If you like creating things with your hands and spending time with like-minded people, woodworking may be for you.
And the Grand Forks Woodworkers Guild would love to see more people join them for both membership and to keep the art of woodworking and woodcarving alive in the community.
The guild held an open house at its shop on Donaldson Drive on Saturday to show the public members’ private projects, work they have done for groups like the Boundary Historical Society and what they have to offer.
Mostly they offer a space for people to do small projects, art pieces, some volunteer work and host classes for a $30 a year membership, said member Bob McTavish.
“We want to show people what we do and why woodworking and carving is a great hobby,” McTavish said. “We had a few people come and go and some showed interest and one new member signed up.”
Himself and other members were on hand to talk about their creations.
There is still a strong interest in the work the guild does, but members want to see that turn into active memberships. McTavish said like a lot of clubs, their members are getting older and they want to see more young people get involved. Most members come to them when they are older and have taken up the craft in their retirement.
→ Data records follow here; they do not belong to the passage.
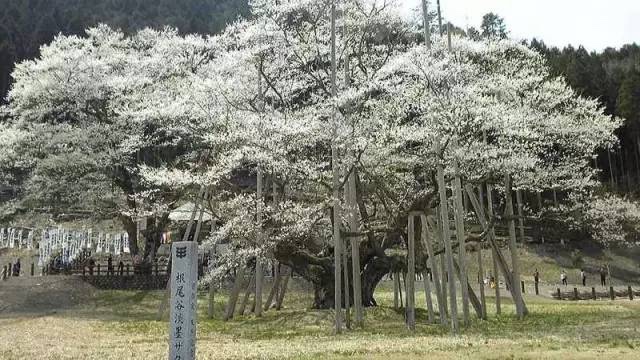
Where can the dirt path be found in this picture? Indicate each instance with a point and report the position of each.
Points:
(41, 295)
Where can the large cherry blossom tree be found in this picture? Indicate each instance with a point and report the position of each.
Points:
(158, 115)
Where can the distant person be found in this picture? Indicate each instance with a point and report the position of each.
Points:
(92, 263)
(563, 278)
(110, 265)
(603, 276)
(16, 268)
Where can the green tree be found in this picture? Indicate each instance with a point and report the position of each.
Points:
(628, 104)
(493, 26)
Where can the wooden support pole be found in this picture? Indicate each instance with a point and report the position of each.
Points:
(425, 22)
(247, 293)
(283, 290)
(212, 292)
(411, 274)
(432, 264)
(444, 277)
(235, 292)
(494, 251)
(446, 237)
(520, 204)
(274, 288)
(400, 289)
(483, 300)
(395, 290)
(473, 299)
(259, 273)
(345, 281)
(439, 19)
(354, 225)
(337, 211)
(431, 317)
(460, 236)
(513, 248)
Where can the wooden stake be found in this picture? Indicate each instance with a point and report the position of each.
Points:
(520, 214)
(425, 21)
(395, 290)
(494, 252)
(432, 264)
(462, 254)
(235, 292)
(411, 274)
(427, 294)
(247, 293)
(483, 300)
(274, 289)
(345, 261)
(283, 290)
(439, 18)
(446, 237)
(259, 274)
(515, 259)
(354, 225)
(211, 301)
(337, 212)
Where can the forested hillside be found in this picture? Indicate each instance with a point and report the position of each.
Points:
(613, 77)
(25, 25)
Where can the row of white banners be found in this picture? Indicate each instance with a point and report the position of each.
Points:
(65, 244)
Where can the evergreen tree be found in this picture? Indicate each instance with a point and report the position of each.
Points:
(493, 26)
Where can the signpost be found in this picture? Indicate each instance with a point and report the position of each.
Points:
(184, 282)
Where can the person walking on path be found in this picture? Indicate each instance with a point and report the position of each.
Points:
(16, 268)
(110, 265)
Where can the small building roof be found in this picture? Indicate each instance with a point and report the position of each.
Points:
(183, 213)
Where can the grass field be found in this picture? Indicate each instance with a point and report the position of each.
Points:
(122, 325)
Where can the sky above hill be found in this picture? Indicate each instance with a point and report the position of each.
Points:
(596, 24)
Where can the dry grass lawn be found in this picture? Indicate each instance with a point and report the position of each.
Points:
(122, 325)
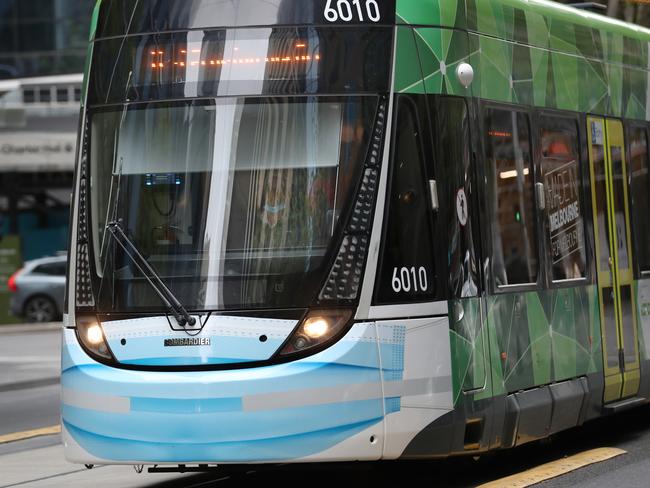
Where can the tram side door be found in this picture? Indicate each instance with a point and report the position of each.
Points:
(609, 191)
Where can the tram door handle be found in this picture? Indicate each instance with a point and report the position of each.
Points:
(433, 191)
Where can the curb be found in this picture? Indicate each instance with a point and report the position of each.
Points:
(27, 328)
(29, 384)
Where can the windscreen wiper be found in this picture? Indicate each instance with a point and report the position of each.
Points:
(177, 309)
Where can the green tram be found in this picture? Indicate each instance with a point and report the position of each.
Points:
(548, 282)
(335, 230)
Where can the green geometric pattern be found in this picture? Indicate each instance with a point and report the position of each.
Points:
(530, 53)
(526, 340)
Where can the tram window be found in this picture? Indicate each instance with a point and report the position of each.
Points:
(455, 186)
(563, 215)
(406, 273)
(640, 176)
(512, 211)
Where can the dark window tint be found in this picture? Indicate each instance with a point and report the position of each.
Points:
(29, 96)
(52, 269)
(62, 95)
(455, 194)
(563, 215)
(511, 205)
(231, 62)
(640, 176)
(407, 273)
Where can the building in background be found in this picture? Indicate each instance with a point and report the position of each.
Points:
(42, 54)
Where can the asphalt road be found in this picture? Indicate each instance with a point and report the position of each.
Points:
(29, 400)
(29, 379)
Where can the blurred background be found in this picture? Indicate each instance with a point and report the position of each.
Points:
(42, 54)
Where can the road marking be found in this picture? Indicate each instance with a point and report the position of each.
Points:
(28, 434)
(554, 469)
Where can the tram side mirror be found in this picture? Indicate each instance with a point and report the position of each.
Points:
(433, 190)
(540, 197)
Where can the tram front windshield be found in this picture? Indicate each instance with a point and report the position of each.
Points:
(235, 200)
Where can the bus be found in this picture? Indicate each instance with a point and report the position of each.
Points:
(330, 230)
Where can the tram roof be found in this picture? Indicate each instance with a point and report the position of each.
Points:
(539, 23)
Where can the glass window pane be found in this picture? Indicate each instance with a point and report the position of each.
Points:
(563, 216)
(62, 94)
(455, 192)
(640, 176)
(45, 95)
(407, 273)
(510, 175)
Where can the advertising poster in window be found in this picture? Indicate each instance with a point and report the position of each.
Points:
(564, 219)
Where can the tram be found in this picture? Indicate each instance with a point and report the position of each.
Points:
(328, 230)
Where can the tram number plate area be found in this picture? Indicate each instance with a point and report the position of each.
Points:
(358, 11)
(410, 280)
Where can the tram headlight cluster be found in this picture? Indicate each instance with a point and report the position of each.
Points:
(91, 336)
(318, 328)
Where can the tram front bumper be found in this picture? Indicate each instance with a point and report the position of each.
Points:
(320, 408)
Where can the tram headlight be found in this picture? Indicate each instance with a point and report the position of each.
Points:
(91, 336)
(318, 328)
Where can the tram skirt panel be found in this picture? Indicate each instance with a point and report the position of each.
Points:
(327, 407)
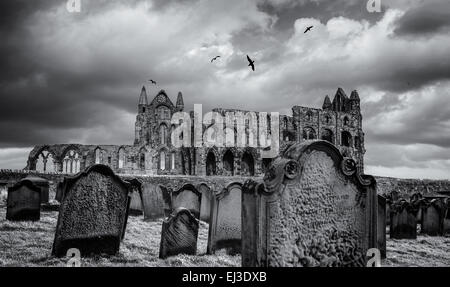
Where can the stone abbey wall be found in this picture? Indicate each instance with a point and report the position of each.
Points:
(152, 153)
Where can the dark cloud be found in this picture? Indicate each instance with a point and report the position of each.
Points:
(289, 11)
(431, 17)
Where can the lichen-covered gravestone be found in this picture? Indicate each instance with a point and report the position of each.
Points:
(403, 220)
(433, 214)
(179, 234)
(136, 208)
(187, 197)
(447, 218)
(93, 214)
(381, 229)
(225, 225)
(24, 202)
(314, 209)
(207, 197)
(156, 201)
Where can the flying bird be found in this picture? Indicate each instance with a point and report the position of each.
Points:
(251, 63)
(215, 58)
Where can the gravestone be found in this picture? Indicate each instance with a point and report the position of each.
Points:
(179, 234)
(156, 200)
(205, 208)
(136, 208)
(23, 202)
(447, 218)
(225, 225)
(433, 213)
(388, 212)
(187, 197)
(403, 220)
(93, 214)
(381, 222)
(314, 209)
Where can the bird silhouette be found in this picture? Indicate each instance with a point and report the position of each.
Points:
(215, 58)
(251, 63)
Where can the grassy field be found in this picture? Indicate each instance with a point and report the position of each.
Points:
(29, 244)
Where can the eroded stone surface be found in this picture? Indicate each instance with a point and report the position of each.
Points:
(315, 211)
(403, 220)
(187, 197)
(433, 214)
(225, 226)
(179, 234)
(93, 214)
(156, 201)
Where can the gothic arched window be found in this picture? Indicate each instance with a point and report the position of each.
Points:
(163, 134)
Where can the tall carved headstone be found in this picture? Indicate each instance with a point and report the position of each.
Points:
(179, 234)
(447, 218)
(136, 206)
(207, 197)
(187, 197)
(314, 209)
(403, 220)
(156, 200)
(24, 202)
(381, 222)
(225, 225)
(433, 214)
(93, 214)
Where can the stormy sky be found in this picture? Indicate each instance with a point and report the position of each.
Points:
(76, 77)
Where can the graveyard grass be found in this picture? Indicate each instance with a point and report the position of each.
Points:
(30, 244)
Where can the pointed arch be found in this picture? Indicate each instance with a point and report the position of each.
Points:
(163, 134)
(211, 163)
(121, 157)
(327, 135)
(228, 163)
(346, 139)
(247, 164)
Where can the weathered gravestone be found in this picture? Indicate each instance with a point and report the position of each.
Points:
(156, 200)
(416, 201)
(447, 218)
(207, 197)
(188, 197)
(225, 225)
(136, 208)
(388, 211)
(314, 209)
(403, 220)
(93, 214)
(433, 214)
(381, 222)
(179, 234)
(24, 202)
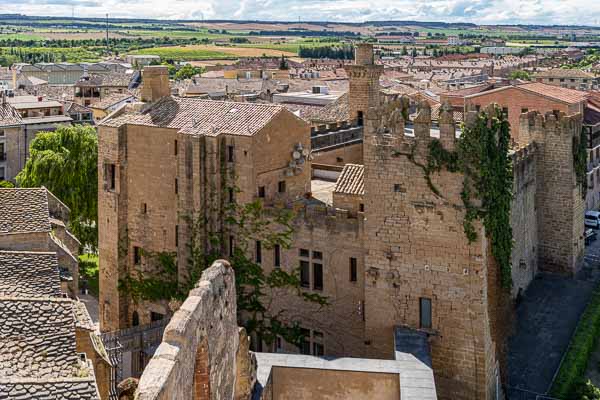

However, they are open to everyone. The carvers come in Wednesday mornings and Saturday evenings, while the woodworkers meet Tuesdays and Saturday mornings.
Both groups need more people, McTavish said, with plenty of room in the shop for people to work on their projects. However, McTavish stressed this was a workshop for hobbyists working on smaller projects or volunteering to build on a project.
While it was an open house, the guild’s workshop is open to anyone and members love it when people come in to see the projects. Don Froese was working on his latest carving in cottonwood while chatting with fellow carvers.
He picked up carving after he retired and has other reasons for loving carving besides making things.
“It’s a lot like meditation,” he said. “It’s therapeutic. It takes a lot of focus and hand-eye coordination. I carve five days a week and I have a little shop in my house. I can sit there and carve all day.”
Carving is something anyone can learn with enough practice, he added. There are people who naturally can carve with expert skills, but for people like him learning has brought him joy and peace.
There’s also the social aspect for himself and fellow carvers. They come down to meet, have snacks and talk while working on their favourite hobby.
The best part, he said, is looking at an uncarved piece of wood, seeing a figure and carving it out of the wood.
“It’s already there, I just need to take out the parts I don’t need,” he said.
An all-ages carving class is being planned for September, Froese said, which they hope to include all tools and wood. A specific day and time has yet to be finalized.